Our first game was against Red Fish Blue Fish. Kris was calling subs, and called me in third point on defense. He obviously recalled I need to be in early to get the burst of hurried activity to burn off the extra andrenaline and nervousness, in order to calm down and play my game.
Not that I particularly managed to find that groove today. Not on a night of alcohol-induced, disaffected sleep (cursed Drupal meet-ups and their alcohol happy people!).
Switching verb tenses here. Which I hate doing, but, it works better this way.
So, the pull lands out of bounds and the Fish line up with Archer with the disc, and Rebecca deep.
Yeah, we know where this one is going.
One step fake in, and Rebecca cuts deep. I have no idea what the mark on Archer was like, but it must have been good, because three hard steps downfield later, I hear the up calls, and find the disc over my left shoulder in a ridiculously high r-squared arc.
I'm still five yards behind Rebecca at this point, and I need to catch up now. Full dig, I can get there, the disc is floating. Run hard run hard run hard. I catch up as the disc looks like it's going to float right. I lose Rebecca as she drifts right for the disc.
Back out of present tense.
Somehow (somehow!), I, who rarely read a floater disc well, managed to find the exact spot where the disc was arriving eight feet off the ground and went to it, successfully batting the disc away (missing the catch I was actually attempting, but the end result was the same).

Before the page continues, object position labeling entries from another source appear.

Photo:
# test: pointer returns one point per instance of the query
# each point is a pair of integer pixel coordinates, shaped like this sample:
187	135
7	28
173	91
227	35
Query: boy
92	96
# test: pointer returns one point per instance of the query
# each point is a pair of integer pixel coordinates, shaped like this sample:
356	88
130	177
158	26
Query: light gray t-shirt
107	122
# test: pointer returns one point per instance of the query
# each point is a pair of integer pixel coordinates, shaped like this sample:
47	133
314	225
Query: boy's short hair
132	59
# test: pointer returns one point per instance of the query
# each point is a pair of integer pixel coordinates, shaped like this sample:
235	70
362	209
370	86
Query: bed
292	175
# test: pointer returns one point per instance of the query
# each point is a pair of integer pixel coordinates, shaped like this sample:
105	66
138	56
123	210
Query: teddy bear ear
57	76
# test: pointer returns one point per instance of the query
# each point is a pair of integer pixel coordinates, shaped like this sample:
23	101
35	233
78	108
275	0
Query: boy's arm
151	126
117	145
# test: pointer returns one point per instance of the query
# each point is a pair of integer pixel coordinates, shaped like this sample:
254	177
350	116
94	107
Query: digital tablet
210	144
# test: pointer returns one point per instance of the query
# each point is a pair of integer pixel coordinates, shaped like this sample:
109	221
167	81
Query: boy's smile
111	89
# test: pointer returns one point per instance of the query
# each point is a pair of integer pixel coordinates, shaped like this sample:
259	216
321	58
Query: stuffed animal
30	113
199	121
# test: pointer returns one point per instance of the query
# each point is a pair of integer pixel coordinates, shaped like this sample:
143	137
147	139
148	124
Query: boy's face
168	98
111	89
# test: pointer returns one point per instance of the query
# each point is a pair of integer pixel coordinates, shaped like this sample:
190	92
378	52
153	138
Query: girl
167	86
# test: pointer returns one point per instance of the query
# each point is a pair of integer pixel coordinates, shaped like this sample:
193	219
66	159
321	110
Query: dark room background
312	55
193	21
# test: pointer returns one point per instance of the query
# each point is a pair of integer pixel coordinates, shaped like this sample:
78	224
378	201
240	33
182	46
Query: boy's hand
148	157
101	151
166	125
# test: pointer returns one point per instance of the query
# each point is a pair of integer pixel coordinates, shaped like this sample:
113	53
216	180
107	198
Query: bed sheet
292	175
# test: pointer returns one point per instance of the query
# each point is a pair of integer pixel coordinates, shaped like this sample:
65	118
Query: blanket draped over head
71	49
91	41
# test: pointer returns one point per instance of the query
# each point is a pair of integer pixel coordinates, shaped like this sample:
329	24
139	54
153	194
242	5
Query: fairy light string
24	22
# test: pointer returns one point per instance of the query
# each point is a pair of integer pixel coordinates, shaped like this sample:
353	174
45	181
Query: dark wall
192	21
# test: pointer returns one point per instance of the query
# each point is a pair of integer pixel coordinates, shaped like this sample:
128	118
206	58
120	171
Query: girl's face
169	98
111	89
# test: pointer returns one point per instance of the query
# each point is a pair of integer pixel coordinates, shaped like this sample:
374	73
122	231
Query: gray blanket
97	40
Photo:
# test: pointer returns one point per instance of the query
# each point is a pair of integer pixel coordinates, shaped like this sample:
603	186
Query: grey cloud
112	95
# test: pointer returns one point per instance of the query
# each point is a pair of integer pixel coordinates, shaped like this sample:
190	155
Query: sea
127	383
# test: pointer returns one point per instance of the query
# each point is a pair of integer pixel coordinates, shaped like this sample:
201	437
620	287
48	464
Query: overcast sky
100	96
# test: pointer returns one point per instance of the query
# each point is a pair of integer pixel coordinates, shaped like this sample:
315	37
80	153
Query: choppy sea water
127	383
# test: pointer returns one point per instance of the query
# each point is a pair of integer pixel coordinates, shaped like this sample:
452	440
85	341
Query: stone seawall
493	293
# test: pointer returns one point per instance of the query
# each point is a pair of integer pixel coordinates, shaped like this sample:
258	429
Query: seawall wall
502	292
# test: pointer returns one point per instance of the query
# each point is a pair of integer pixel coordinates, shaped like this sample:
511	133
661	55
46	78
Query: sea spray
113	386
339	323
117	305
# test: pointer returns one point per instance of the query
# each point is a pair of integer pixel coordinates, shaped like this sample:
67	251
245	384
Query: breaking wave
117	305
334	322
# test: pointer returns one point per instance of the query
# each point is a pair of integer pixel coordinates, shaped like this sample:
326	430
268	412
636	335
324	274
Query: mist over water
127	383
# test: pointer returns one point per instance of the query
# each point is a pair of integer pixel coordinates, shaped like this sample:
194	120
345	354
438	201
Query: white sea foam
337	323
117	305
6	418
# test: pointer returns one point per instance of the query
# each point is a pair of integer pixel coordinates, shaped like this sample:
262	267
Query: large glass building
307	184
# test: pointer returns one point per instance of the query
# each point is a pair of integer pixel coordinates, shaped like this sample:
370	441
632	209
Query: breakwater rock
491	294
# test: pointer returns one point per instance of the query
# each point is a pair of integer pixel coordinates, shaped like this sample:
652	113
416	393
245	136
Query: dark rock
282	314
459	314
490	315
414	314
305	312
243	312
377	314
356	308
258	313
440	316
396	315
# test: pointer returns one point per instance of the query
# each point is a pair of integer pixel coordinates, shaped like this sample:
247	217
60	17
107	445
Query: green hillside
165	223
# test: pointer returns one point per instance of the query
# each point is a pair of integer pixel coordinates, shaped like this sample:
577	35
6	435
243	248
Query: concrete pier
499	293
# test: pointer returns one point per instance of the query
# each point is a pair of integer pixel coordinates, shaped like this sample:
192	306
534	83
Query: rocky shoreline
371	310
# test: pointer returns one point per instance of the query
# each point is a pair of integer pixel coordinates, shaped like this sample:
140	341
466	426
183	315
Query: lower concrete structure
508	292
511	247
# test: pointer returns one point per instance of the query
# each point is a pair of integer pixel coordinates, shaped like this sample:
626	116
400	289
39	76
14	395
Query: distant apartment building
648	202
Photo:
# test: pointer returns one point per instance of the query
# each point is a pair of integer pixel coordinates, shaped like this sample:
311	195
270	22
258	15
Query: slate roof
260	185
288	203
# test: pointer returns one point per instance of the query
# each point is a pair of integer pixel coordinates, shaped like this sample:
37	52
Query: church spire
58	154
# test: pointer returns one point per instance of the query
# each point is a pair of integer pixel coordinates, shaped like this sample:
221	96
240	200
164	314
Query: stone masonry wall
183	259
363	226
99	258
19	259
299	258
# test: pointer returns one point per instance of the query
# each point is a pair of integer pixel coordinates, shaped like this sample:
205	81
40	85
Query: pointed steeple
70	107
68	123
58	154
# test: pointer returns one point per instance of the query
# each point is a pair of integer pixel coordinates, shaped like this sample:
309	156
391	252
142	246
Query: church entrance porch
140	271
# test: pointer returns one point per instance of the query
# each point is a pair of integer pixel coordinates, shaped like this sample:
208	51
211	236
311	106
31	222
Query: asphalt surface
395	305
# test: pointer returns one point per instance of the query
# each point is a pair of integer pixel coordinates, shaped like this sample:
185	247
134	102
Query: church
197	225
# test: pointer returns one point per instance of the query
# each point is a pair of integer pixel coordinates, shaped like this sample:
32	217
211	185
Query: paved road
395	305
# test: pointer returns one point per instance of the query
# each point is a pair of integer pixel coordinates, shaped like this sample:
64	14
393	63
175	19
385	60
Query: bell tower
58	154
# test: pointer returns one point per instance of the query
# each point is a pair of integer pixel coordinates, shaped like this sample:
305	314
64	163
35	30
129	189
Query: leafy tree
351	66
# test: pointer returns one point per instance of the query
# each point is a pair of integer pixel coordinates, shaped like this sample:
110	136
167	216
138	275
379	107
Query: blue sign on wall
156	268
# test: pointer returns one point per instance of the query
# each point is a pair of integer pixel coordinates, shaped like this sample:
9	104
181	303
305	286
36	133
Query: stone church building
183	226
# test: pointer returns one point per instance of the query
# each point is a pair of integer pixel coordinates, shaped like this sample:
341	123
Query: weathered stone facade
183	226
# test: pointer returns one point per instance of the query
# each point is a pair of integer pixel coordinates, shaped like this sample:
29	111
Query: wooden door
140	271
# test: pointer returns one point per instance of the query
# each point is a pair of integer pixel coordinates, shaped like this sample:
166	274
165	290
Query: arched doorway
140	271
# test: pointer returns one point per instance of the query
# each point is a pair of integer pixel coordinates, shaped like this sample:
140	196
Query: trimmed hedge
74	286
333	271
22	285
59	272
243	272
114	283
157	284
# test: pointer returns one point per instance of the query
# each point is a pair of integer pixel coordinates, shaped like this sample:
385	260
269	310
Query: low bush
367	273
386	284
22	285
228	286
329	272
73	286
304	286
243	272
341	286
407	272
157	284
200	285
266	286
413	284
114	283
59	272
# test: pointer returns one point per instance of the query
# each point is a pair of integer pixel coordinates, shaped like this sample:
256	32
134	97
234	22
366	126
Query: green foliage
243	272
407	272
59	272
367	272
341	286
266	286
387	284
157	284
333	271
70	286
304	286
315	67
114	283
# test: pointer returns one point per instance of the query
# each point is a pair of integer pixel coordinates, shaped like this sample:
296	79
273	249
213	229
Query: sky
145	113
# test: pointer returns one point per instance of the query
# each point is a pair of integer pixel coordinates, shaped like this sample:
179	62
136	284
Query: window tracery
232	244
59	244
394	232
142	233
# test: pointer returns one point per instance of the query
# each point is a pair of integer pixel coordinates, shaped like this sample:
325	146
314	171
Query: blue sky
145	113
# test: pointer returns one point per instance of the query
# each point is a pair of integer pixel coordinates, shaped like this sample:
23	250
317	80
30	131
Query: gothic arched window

We scored the point from my D.
Later in the game, on a turned disc when we were on offense, I was running a continue cut for Emily, secretly praying she wouldn't put up a huck, while still, admittedlym running deep anyway for her, when she put it up forehand.
Now, normally, I would have been able to see the forehand come over my right shoulder and run it down easily, as my defender was on my left (and wouldn't you know, it was Rebecca again). In this case, however, the throw was wildly shanking left, and dropping fast near the sideline.
Rebecca had found the disc in the air and went to where it was dropping, one step behind me. Because of the angle of fall, however, her attempted swipe at it as it dropped down over her head was a trailing edge attempt (trailing edge is the false god!), and she missed it by mere inches.
I didn't. Less than six inches from the ground, I plucked the disc from the air, in a brilliant trailing edge grab.
As we were deepest, I had no one to throw to immediately. Kris was ready as my dump when his defender ran past him to poach on my throw, so I dumped the disc to him.
We eventually scored that one, too.
My moments of brilliance.
Not that it helped much. We lost that game, and the next, and the next. We played vert tentative. We were afraid to cut, we were afraid to throw the easy throws to the open cutter. We played scared.
My only other memorable play of the day was in the Monkey game, when we turned over the disc on our goal line, and when I looked downfield to find the deepest threat, I saw some tall guy running deep, looking over his shoulder, arm raised calling for the huck. Deepest threat, go go go.
I sprinted two thirds of the field length at full tilt to catch up to the guy, running by two of my teammates, and arriving at the player, just as the sideline he was nearest to opened up for a huck to him. My presence thwarted the huck and all other throws to him long enough for my teammate (and this guy's true defender) to catch up. I was pleased with my defense, but the play wasted my legs for the rest of the game.
So, as a team, we played poorly. We lost all our games today. We haven't had that happen before.
Welcome to Northern California ultimate.
I wonder what tomorrow is going to be like when the painkillers wear off.